This book was a struggle for me in several ways. I struggled to keep reading it, I struggled to suspend my disbelief, and I struggled to find the erotica in it. I did succeed in the first, but not with the second and third issues.
Like many, I was looking forward to Damian's and Savannah's story. The series title is Rescue Me and these two needed some serious rescuing. Both had lived through horrors beyond my ability to imagine, and to be honest I worry that my opinion of the book is a result of that inability. I don't know what it is like to live through a childhood with the kind of betrayal, violence and abuse that Savannah did - it was hard to imagine anything much worse than what she'd had to deal with. I don't know what it's like to live through a war, losing compatriots in front of your eyes as well as a part of your body. However, the actions and reactions of Damian and Savannah just did not ring true to me through much of their story.
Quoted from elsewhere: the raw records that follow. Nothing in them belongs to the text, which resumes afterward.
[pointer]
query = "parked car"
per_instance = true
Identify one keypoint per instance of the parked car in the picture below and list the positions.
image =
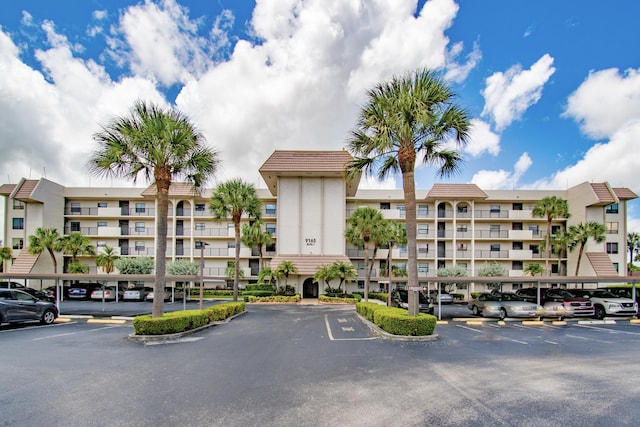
(178, 294)
(82, 290)
(136, 294)
(108, 292)
(445, 297)
(573, 305)
(503, 305)
(606, 303)
(401, 299)
(19, 306)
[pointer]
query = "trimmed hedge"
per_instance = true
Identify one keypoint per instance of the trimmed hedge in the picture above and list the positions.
(273, 298)
(397, 321)
(181, 321)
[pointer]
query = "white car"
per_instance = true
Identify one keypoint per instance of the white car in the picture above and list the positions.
(607, 304)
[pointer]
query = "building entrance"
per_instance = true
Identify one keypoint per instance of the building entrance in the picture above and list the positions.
(309, 289)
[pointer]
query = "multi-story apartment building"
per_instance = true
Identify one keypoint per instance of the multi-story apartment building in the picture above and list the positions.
(306, 203)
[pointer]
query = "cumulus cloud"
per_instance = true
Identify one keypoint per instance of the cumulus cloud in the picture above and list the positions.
(605, 102)
(502, 179)
(508, 95)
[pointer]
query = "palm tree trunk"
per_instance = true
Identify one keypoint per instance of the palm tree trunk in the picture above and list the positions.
(236, 270)
(162, 200)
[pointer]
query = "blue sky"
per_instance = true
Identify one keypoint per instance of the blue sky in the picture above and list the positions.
(553, 87)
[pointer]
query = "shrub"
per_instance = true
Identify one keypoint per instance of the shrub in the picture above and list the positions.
(397, 321)
(181, 321)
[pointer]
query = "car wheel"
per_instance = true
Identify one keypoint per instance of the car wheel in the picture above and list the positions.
(599, 312)
(48, 317)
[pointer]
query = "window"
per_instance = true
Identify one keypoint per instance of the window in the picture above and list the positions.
(18, 223)
(17, 243)
(613, 208)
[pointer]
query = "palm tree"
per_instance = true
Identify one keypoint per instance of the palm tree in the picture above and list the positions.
(345, 271)
(366, 227)
(107, 260)
(551, 208)
(580, 235)
(233, 199)
(162, 145)
(45, 239)
(5, 255)
(405, 119)
(633, 245)
(533, 269)
(254, 235)
(76, 244)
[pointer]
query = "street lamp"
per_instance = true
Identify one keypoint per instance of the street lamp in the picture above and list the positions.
(202, 245)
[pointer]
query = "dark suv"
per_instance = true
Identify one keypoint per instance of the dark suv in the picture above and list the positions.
(401, 299)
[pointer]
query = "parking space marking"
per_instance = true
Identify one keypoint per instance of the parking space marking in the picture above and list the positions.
(75, 333)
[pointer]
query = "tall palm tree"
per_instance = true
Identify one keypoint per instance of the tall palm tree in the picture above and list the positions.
(45, 239)
(550, 208)
(75, 244)
(5, 255)
(633, 245)
(163, 145)
(366, 227)
(233, 199)
(580, 235)
(254, 235)
(409, 118)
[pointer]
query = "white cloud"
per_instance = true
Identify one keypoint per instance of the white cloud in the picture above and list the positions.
(605, 102)
(502, 179)
(508, 95)
(482, 139)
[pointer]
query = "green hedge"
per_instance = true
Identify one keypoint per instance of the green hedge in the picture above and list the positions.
(180, 321)
(397, 321)
(273, 298)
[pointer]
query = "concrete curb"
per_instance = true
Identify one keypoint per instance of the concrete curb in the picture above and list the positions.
(172, 337)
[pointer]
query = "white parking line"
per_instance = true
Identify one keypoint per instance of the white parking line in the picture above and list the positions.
(74, 333)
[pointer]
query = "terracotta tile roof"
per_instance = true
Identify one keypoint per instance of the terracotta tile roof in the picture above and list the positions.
(306, 163)
(25, 188)
(177, 189)
(601, 264)
(624, 193)
(307, 264)
(604, 193)
(7, 189)
(456, 191)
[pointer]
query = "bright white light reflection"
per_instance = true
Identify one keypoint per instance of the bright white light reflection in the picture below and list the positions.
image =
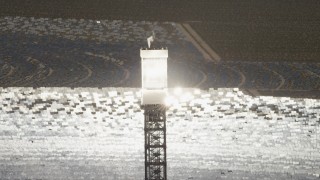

There was a great deal of internal angst and self blame on both their parts. They both felt "not good enough" for the other. Then, with very little change in attitude along the way, there would be a sudden turn about that just didn't make sense. To me, there was a great deal of repetitive internal dialog, which was frankly rather tedious after awhile. BDSM was used as therapy by a man who had no real expertise in dealing with the type of trauma described. Several times I found myself rather appalled at what Damian thought would help Savannah, and unconvinced that someone in her shoes would react the way she did. Too much disbelief for me. I found myself repeatedly saying something along the lines of, "you've got to be kidding!".
BDSM scenes in the book were not particularly erotic to me, or particularly intimate and loving. The dialog got rather cheesy at times, and seemed out of character for both protagonists. I think the bottom line is that too much felt over the top. Too much abuse, too much suffering, too much angst for me to relate to either Damian or Savannah.
I did enjoy the supporting cast and revisiting old friends from the prior stories. For me though, I think I'm done with the series. As it looks like Cassie and Luke's story is setting up to be another with BDSM as therapy, I just don't feel like wading through more of the same.